The Three Hundred and Fourth of One Thousand and One Nights – by Amalaric

[Click image to enlarge.]

Brought to the exam cubicle at the potential customer’s request (and on receipt of a hefty fee), The tall buck, dressed in nothing but a pair of faded levis over his briefs, did not disappoint. In fact, he looked exactly as his photograph suggested when perused in the glossy catalogue back in the reception lounge. That photo had also presented the handsome young male stripped to the waist and barefoot but otherwise clad in faded trousers which, being beltless, sagged suggestively, revealing the white waistband of the stud’s tight briefs.

‘Very nice!’ The grinning customer was a trusted client and his tastes were well-known. ‘But I would like to examine him in the nude.’ ‘Certainly, sir.’ The officious sales clerk could already sense a fat commission fit to fund a long-anticipated holiday in the Caribbean.
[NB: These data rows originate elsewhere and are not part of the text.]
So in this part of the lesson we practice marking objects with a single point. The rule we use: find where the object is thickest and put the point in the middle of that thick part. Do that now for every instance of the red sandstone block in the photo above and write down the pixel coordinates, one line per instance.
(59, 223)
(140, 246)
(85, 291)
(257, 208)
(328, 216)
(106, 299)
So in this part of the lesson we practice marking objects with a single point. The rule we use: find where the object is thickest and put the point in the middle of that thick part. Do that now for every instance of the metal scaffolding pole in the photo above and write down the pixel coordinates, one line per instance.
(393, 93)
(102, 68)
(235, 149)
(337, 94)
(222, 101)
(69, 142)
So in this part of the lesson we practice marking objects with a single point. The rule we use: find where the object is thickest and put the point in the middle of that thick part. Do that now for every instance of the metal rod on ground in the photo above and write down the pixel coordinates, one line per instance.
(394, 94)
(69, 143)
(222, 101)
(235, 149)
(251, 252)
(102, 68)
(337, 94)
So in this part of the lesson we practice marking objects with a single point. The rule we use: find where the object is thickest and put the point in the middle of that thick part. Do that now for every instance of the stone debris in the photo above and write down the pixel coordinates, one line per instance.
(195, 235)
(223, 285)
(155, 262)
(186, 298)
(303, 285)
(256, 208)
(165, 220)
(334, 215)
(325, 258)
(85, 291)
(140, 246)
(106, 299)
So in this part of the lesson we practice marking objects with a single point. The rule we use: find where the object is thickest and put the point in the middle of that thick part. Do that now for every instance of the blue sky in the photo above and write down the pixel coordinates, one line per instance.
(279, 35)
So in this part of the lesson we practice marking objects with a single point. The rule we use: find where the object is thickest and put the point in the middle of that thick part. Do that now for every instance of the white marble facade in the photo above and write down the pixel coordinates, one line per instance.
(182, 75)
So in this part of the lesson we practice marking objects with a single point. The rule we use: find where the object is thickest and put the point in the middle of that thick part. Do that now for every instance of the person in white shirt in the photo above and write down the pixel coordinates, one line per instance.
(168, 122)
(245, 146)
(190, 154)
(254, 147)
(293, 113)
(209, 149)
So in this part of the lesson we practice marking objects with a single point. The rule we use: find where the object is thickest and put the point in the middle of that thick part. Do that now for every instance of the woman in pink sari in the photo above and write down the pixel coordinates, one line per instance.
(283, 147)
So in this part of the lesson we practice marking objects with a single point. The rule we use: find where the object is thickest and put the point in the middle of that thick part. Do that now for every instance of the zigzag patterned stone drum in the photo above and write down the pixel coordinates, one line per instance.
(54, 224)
The buck was given a single terse command and immediately proceeded to remove all of his clothing, fumbling first with the steel buttons of his flies, soon spread wide, allowing him to hike his levis down impossibly long and muscular legs and, ultimately remove them. His white briefs quickly followed suit, as he stood, stark naked and blushing slightly, before the interested gaze of customer, security guard, and smug sales clerk.

‘Would you care to handle him, sir?’ The question was purely rhetorical and went unanswered…unless one considered the silent response of an eager pair of hands stroking and testing the various ridges of hard-but-supple muscle. That phase of the exam lasted several minutes as the panting buck’s naked body- shoulders and biceps, deep, smooth chest, rippling abs to narrow waist, broad back, tight buttocks and furry thighs…were thoroughly explored and familiarized to what looked to be the handsome young male’s future owner.

Finally, careful consideration was given to the blushing stud’s penis and testicles as each was handled in turn, hypothetically measured and weighed, and otherwise carefully assessed. ‘Is he a proven breeder?’ The sales clerk paused for a mere second and cleared his throat. ‘His extracted sperm has been scientifically tested for potency and he was passed with flying colors.’ The customer arched a quizzical eyebrow. Unfazed, the clerk continued, ‘Though he hasn’t yet been physically bred, the buck has tested 98 (on a scale of 100) for a heterosexual orientation and, so, should prove to be an excellent breeder…’ Though betraying no emotion whatsoever, the pudgy clerk had (needlessly as it turned out) broken out in a light sheen of nervous perspiration.

A cursory exam of the hidden place revealed by force-spread buttocks saw the exposure of a winking manhole clenched tight with sheer desperation. Lightly fingering the twitching orifice, the customer causally remarked, ‘Has he, then, been certified as a virgin in every way?’ Breathing an audible sigh of relief, the sales clerk nodded an emphatic affirmative. ‘Good,’ was the murmured reply, ‘I’ll take him. And, rummaging in his wallet, ‘Do you prefer Visa or Mastercard?’